The Nationals break it open
Second pitch of the seventh, a 94-m.p.h. fastball up:
Kurt, for the lead! #WorldSeries pic.twitter.com/jPvCqmVDS1
— MLB (@MLB) October 24, 2019
That pitch was just clobbered by Suzuki who did an awful lot for his team Wednesday night between gunning out Altuve in the first, guiding Strasburg’s performance, and taking Verlander over the Crawford boxes.
From there, the Nationals tried to manufacture another run as Robles and Turner both walked before Eaton sacrificed them into scoring position for Rendon, which is how you draw it up. Rendon hit his fly ball, but couldn’t get it deep enough to score Robles from third.
The Astros understandably wanted no part of the prolific Juan Soto, issuing their first intentional walk of the year to load the bases for Howie Kendrick, who chopped a groundball to Bregman at third. And off went the wheels.
Bregman booted it which allowed a run to score. Then Asdrubal Cabrera lifted a single into centre to plate two more. A Ryan Pressly wild pitch put Kendrick and Cabrera in scoring position for Ryan Zimmerman, who dribbled another groundball to Bregman. The Astros third baseman had little chance to make a play, but tried anyway and ended up throwing wide of first as two more runs came in and Zimmerman cruised into second.
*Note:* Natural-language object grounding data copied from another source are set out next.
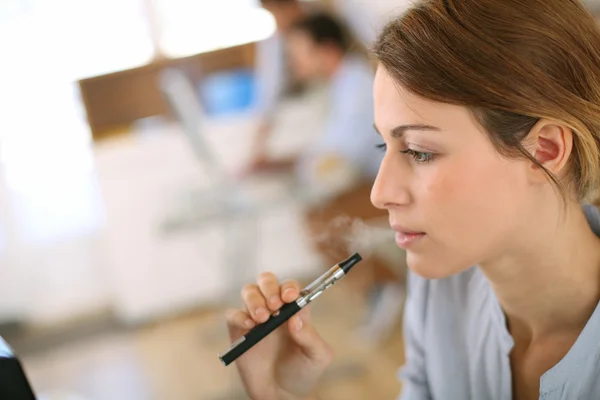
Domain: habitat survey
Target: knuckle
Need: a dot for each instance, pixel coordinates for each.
(248, 289)
(265, 277)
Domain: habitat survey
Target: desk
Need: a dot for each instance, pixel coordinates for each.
(117, 100)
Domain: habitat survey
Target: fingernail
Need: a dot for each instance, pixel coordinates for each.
(261, 312)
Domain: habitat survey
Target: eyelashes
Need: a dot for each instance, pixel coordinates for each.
(419, 157)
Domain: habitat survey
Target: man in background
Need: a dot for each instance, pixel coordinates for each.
(338, 169)
(273, 78)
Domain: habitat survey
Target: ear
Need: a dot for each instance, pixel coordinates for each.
(551, 145)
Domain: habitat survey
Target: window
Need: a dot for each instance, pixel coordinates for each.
(190, 26)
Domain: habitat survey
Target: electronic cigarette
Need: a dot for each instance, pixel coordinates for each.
(13, 381)
(307, 295)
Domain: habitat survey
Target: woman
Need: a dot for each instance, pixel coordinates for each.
(490, 114)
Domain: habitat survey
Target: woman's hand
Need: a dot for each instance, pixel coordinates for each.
(288, 363)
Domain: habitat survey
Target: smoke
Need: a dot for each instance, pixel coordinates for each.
(344, 235)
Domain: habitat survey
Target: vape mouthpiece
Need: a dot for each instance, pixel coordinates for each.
(350, 262)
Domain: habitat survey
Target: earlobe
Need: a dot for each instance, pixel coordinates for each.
(552, 145)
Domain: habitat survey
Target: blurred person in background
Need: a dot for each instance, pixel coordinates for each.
(274, 80)
(491, 133)
(339, 168)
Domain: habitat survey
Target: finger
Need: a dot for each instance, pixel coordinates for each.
(309, 340)
(269, 287)
(290, 290)
(255, 303)
(238, 320)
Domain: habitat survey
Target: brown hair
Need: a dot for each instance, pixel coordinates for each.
(512, 63)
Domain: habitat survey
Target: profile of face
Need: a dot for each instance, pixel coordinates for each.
(452, 199)
(305, 56)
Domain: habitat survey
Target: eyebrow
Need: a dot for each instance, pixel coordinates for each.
(399, 131)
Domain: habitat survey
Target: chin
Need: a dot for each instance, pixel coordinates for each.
(432, 267)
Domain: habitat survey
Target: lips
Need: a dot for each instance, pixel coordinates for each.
(405, 238)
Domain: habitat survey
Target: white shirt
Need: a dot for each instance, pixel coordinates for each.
(458, 345)
(271, 74)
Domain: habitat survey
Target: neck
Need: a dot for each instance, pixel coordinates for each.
(550, 283)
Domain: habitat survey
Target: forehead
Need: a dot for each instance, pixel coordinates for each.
(395, 105)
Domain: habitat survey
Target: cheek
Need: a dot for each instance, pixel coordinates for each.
(473, 200)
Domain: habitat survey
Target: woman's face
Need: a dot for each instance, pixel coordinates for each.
(453, 201)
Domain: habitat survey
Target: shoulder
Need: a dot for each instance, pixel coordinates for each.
(451, 297)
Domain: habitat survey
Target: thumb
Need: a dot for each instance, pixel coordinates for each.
(305, 335)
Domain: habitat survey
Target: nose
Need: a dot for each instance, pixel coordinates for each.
(391, 185)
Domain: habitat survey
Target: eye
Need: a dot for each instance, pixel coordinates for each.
(419, 156)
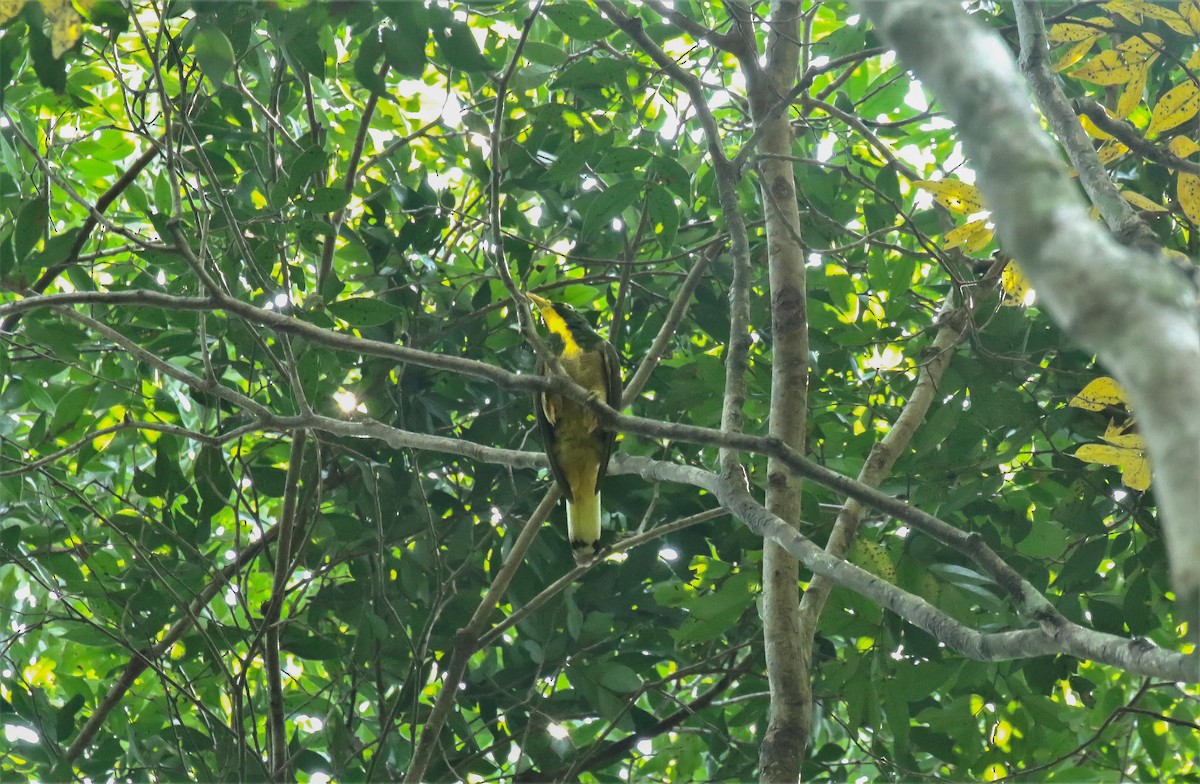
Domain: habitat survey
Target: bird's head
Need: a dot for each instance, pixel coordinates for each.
(564, 321)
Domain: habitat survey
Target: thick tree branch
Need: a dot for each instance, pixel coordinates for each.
(1133, 309)
(1055, 635)
(1117, 213)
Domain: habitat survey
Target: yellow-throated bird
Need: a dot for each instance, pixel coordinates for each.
(576, 444)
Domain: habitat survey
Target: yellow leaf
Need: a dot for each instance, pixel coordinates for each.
(1168, 17)
(1072, 33)
(1105, 69)
(1015, 286)
(1116, 435)
(1191, 12)
(1075, 53)
(1102, 454)
(1111, 151)
(1187, 189)
(65, 25)
(1141, 202)
(1099, 393)
(972, 237)
(10, 9)
(955, 196)
(1092, 130)
(1177, 105)
(1140, 49)
(1132, 94)
(1132, 461)
(1182, 147)
(1128, 9)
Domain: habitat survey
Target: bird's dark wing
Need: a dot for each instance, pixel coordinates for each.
(611, 365)
(550, 437)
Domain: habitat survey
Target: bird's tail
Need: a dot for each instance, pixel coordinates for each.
(583, 526)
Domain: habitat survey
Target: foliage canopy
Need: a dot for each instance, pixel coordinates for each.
(265, 430)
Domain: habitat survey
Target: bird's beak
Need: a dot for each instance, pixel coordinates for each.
(540, 301)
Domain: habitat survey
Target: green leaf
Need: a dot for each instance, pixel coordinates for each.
(214, 53)
(459, 46)
(579, 21)
(31, 222)
(325, 199)
(363, 312)
(610, 203)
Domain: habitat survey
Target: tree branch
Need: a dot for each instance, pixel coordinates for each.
(1133, 309)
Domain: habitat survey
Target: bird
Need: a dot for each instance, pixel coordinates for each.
(577, 446)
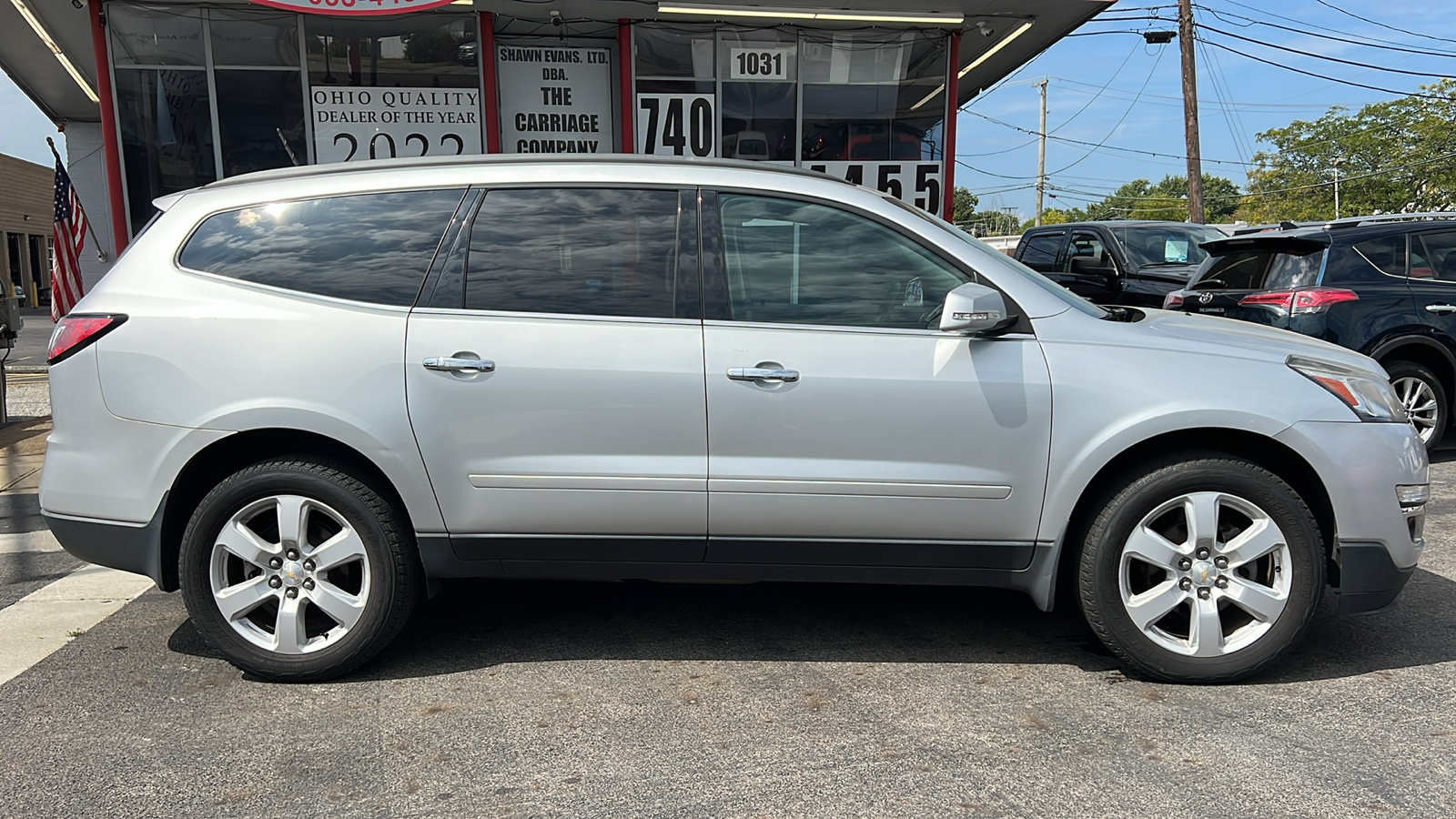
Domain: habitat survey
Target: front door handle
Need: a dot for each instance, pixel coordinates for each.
(448, 365)
(762, 373)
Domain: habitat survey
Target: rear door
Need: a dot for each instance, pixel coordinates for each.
(1040, 251)
(557, 387)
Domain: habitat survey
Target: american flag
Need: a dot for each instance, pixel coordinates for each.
(69, 235)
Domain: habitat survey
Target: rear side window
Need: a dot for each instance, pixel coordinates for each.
(1041, 249)
(606, 252)
(1436, 256)
(364, 247)
(1387, 254)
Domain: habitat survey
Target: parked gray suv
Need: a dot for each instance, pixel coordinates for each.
(305, 397)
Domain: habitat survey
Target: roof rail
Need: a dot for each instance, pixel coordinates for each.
(507, 159)
(1356, 220)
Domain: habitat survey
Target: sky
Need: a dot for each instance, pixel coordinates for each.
(1116, 91)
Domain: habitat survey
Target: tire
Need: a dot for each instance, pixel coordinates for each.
(1424, 399)
(308, 603)
(1263, 571)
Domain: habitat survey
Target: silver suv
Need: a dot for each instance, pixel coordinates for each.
(306, 397)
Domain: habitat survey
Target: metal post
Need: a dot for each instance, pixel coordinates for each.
(1041, 150)
(1186, 43)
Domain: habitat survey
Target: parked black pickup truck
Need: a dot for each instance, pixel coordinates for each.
(1117, 263)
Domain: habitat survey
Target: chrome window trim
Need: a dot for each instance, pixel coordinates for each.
(463, 312)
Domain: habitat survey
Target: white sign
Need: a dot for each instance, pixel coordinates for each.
(909, 181)
(555, 99)
(768, 63)
(383, 123)
(354, 6)
(677, 124)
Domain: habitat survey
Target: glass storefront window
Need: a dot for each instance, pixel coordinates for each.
(259, 120)
(167, 135)
(155, 35)
(254, 38)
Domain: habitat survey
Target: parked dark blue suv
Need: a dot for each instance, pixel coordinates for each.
(1382, 285)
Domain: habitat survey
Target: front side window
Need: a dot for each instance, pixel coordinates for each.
(800, 263)
(366, 247)
(606, 252)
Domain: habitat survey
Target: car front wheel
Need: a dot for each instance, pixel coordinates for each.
(1201, 569)
(298, 570)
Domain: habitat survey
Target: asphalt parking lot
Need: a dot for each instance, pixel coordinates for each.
(768, 700)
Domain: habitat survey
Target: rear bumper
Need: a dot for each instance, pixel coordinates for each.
(1369, 579)
(114, 544)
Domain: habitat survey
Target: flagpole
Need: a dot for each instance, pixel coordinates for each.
(101, 254)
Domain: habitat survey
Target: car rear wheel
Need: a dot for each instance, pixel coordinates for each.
(1424, 399)
(298, 571)
(1203, 569)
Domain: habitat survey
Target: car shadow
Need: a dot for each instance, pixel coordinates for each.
(477, 624)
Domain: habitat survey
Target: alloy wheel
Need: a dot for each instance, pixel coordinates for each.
(1205, 574)
(1420, 404)
(290, 574)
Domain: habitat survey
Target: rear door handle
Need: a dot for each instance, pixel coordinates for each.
(762, 373)
(448, 365)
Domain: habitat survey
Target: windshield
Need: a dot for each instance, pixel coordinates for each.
(1011, 264)
(1164, 245)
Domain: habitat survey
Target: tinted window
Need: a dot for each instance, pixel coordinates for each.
(1387, 254)
(602, 252)
(1439, 257)
(366, 247)
(798, 263)
(1041, 249)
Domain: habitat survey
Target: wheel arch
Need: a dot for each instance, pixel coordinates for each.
(1259, 450)
(222, 458)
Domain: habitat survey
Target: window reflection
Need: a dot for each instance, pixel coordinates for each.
(603, 252)
(788, 263)
(368, 248)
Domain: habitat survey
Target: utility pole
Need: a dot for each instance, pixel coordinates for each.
(1186, 43)
(1041, 150)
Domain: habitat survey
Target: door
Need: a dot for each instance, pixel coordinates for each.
(1088, 268)
(842, 428)
(561, 390)
(1041, 249)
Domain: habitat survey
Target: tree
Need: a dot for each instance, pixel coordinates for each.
(1390, 157)
(965, 205)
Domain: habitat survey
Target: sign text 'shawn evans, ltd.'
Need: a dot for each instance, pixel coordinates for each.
(555, 99)
(383, 123)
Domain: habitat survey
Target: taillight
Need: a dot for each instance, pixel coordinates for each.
(76, 331)
(1299, 302)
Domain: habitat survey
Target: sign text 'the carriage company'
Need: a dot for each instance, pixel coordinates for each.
(555, 99)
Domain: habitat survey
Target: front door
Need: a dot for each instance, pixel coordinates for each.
(561, 392)
(844, 428)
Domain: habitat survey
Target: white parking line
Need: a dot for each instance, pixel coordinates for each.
(43, 622)
(16, 542)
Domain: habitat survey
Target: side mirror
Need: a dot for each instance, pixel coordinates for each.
(975, 309)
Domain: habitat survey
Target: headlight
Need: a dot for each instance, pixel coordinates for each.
(1365, 392)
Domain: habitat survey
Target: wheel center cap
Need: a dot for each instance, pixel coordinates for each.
(291, 573)
(1203, 571)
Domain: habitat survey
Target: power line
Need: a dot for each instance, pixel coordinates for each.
(1324, 77)
(1206, 26)
(1305, 33)
(1380, 24)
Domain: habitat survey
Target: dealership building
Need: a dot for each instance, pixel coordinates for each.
(159, 96)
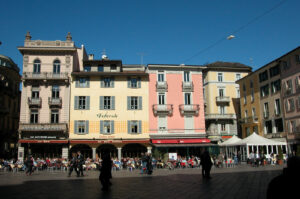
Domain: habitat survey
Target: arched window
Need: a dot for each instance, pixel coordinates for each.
(56, 67)
(37, 66)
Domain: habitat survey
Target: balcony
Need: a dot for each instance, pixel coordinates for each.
(220, 116)
(187, 87)
(55, 101)
(44, 127)
(189, 109)
(45, 76)
(161, 86)
(223, 99)
(163, 109)
(266, 114)
(35, 101)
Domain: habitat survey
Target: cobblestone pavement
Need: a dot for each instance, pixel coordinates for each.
(240, 182)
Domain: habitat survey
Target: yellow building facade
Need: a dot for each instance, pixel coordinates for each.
(109, 109)
(250, 105)
(222, 99)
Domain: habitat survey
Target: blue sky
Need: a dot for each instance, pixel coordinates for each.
(166, 31)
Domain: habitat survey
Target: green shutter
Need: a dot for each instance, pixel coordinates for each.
(139, 82)
(86, 126)
(112, 102)
(128, 126)
(112, 126)
(101, 126)
(87, 107)
(129, 82)
(140, 127)
(128, 103)
(76, 126)
(102, 82)
(76, 102)
(77, 82)
(140, 105)
(101, 102)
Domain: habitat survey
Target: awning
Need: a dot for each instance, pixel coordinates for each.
(185, 145)
(181, 141)
(44, 141)
(107, 141)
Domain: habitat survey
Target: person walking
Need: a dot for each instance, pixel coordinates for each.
(29, 165)
(73, 165)
(105, 172)
(80, 161)
(206, 164)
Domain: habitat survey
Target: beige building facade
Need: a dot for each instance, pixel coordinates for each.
(222, 95)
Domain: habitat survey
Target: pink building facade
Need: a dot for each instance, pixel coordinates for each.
(176, 115)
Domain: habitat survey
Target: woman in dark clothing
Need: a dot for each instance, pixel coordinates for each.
(105, 172)
(206, 164)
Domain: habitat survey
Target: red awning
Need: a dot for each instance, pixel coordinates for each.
(180, 141)
(107, 141)
(44, 141)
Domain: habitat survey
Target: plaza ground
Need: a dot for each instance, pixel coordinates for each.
(241, 182)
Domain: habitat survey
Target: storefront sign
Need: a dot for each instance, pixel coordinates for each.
(106, 115)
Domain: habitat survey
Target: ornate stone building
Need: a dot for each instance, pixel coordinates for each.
(9, 106)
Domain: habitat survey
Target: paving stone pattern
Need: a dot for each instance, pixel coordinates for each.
(240, 182)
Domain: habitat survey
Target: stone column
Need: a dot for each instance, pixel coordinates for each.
(149, 148)
(94, 153)
(119, 153)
It was an onslaught of soft contact. Kendrick’s ball came off his bat at 83.5-m.p.h. Cabrera’s at 75.7. Zimmerman’s was only 62.8. Call it bad luck or call it baseball, the Astros quickly fell into a hole from which they would not emerge. And the hole got deeper an inning later when Eaton sent a two-run shot into the right-field seats.
From there the Nationals just kept scoring as Cabrera drove in another run, Michael Taylor hit a solo shot, the rambunctious dugout celebrations raged, and the Astros schadenfreude thickened. And from here it’s off to Washington they go, with the Nationals full of confidence and the Astros needing a gem from Zack Greinke to save their season.